I don’t have any specific thoughts, other than to wave my hand and say it’s complicated. In general, it’s too simplistic to talk about one particular pathway having one specific effect when globally upregulated or downregulated.

  1. A specific stimulus can upregulated a pathway in one tissue while downregulating it in another.
  2. One pathway can have different effects in different tissues.
  3. A pathway can have different effects depending on the levels or dynamics of activation (e.g. one big pulse of activation vs continual low level activation vs regular pulses of activation).

TOR is a particularly complicated example, since it’s a node in a lot of signaling networks. There are many known interactions with other major regulators of metabolism and aging like Insulin/IGF and AMPK (and when I pull up a review of TOR regulation, there’s direct interactions with the Hippo, Wnt, and Notch pathways…)

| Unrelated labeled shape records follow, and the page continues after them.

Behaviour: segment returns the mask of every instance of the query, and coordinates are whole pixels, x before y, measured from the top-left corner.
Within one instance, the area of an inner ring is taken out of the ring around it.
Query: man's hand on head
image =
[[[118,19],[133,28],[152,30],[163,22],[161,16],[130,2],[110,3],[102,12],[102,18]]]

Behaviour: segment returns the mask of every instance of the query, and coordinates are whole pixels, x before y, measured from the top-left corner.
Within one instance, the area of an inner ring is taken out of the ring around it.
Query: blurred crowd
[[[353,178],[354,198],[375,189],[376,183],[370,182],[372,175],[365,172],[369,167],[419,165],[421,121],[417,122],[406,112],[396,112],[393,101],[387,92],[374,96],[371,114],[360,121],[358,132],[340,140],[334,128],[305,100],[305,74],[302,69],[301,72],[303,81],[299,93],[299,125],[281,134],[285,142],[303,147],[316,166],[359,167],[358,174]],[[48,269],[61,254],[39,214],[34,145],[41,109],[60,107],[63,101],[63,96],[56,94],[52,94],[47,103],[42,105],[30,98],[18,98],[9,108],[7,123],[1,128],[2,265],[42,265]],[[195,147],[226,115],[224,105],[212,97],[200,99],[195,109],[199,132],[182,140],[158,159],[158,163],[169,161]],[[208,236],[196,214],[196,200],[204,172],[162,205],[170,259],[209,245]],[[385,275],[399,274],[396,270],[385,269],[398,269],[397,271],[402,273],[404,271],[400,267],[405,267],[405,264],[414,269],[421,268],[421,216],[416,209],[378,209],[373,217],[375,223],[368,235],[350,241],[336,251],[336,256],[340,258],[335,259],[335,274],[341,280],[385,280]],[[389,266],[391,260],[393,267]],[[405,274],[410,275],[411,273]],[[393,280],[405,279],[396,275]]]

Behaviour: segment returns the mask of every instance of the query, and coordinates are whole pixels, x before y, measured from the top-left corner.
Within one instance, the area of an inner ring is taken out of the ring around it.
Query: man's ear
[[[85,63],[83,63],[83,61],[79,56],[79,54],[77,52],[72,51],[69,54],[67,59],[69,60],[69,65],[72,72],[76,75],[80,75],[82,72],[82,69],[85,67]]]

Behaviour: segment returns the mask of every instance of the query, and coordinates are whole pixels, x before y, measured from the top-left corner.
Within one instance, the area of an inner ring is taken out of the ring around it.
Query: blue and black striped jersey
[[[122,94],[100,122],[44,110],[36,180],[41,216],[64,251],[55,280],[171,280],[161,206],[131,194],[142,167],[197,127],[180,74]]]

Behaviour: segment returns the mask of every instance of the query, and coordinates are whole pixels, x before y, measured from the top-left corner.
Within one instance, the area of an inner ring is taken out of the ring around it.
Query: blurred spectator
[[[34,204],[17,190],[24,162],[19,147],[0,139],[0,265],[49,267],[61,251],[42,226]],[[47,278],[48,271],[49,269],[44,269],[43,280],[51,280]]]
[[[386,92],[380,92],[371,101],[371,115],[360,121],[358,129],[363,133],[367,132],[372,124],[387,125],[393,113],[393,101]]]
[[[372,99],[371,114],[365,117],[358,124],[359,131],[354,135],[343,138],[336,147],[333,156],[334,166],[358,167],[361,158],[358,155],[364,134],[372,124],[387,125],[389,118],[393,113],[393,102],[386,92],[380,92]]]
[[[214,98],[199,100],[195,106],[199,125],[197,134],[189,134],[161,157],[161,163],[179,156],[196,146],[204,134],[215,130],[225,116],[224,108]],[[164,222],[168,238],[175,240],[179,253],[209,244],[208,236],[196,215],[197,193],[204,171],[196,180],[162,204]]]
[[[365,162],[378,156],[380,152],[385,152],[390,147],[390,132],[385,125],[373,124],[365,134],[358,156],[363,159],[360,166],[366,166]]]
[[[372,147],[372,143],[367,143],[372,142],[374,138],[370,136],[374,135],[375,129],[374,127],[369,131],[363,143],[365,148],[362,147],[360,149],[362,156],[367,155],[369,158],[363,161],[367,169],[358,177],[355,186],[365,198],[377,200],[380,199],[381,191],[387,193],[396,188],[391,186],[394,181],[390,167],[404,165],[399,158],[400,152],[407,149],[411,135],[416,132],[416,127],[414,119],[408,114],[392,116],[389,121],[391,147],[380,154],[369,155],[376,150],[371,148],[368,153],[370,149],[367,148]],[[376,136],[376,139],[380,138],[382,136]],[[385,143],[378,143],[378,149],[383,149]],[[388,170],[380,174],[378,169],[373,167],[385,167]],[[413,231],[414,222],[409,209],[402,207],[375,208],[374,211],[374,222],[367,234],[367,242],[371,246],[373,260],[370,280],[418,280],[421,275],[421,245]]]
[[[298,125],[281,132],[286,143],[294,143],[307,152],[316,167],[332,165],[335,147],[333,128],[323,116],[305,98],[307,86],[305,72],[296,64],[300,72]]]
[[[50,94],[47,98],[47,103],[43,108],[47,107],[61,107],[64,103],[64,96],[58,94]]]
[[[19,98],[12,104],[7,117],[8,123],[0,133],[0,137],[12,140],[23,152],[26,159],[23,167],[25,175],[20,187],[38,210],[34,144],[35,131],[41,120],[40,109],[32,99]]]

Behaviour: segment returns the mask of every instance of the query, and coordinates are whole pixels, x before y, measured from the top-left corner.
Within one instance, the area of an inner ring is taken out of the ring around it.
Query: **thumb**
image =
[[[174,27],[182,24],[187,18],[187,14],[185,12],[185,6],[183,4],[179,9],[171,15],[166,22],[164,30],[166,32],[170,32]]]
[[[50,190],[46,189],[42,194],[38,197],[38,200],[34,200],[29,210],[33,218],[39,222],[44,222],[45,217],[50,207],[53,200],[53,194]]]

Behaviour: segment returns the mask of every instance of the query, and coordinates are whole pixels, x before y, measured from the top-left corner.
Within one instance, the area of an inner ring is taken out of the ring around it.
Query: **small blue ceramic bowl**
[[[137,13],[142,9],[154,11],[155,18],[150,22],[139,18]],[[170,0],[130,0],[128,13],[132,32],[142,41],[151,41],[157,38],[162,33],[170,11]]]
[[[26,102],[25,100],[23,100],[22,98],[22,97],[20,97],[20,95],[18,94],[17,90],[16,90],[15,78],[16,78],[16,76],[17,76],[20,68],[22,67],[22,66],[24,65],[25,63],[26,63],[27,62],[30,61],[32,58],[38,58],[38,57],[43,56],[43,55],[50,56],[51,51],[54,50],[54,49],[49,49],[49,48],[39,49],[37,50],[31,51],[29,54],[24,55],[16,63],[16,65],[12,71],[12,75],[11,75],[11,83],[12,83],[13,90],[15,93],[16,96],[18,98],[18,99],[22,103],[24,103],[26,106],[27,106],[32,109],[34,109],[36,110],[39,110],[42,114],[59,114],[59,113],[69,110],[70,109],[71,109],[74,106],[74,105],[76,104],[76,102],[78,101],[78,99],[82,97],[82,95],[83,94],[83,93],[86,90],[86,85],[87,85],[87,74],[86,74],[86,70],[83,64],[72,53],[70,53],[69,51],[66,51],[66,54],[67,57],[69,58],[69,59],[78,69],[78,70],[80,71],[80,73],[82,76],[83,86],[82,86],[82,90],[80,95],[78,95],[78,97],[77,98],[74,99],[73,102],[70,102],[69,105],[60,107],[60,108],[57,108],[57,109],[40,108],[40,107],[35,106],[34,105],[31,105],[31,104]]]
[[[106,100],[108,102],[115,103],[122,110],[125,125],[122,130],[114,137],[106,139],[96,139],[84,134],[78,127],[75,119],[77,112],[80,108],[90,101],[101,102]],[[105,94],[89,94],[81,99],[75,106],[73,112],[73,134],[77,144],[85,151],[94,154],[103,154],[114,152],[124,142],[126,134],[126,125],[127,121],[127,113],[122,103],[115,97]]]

I see that those reviews of the effects of exercise on TOR pathway activity covers many of those complications: exercise activates TOR in muscle and brain, but inhibits in fat and liver, TOR activation is AKT-independent in skeletal muscle but AKT-dependent in heart muscle, etc.

To get back to the OP, these complications make it hard to predict whether any small molecule pharmaceutical can prevent aging. Systemic inhibition of a pathway will always have negative side effects, and there’s no general way to get a small molecule or biological to only go to a specific tissue.

11

Twins?

12

True but there’s lots of evidence to support the notion of a trade-off between growth and longevity: Smaller animals within a particular species generally live longer (Big mice die young but large animals live longer - PMC), short men live longer, despite having no reason to :slight_smile: (Shorter Men Live Longer: Association of Height with Longevity and FOXO3 Genotype in American Men of Japanese Ancestry), the average CFL player has a life expectancy of just 55 (http://www.theglobeandmail.com/sports/hockey/concussions/life-expectancy-of-55-shocks-cflers-into-push-for-safety/article1972521/), and Ecuadoreans with Laron dwarfism don’t appear to get cancer or diabetes (http://www.nytimes.com/2011/02/17/science/17longevity.html?_r=0).

13

A perfectly cromulent answer. :slight_smile:

Growth and metabolic rate both.

The fairly well established correlation of lower heart rate with longer life expectancy (both between and with species including humans) likely reflects that … along with higher parasympathetic tone being protective.

The role that the mTOR pathways have in that (and I can believe they are involved) almost have to be very complicated, a function of exactly when and where, not something that a pharmaceutical is likely to accomplish. Yet again though … amazingly regular activity and various dietary patterns do seem to.

Thanks for the links … as a short man (with a low resting heart rate even when not exercising regularly) I am pleased.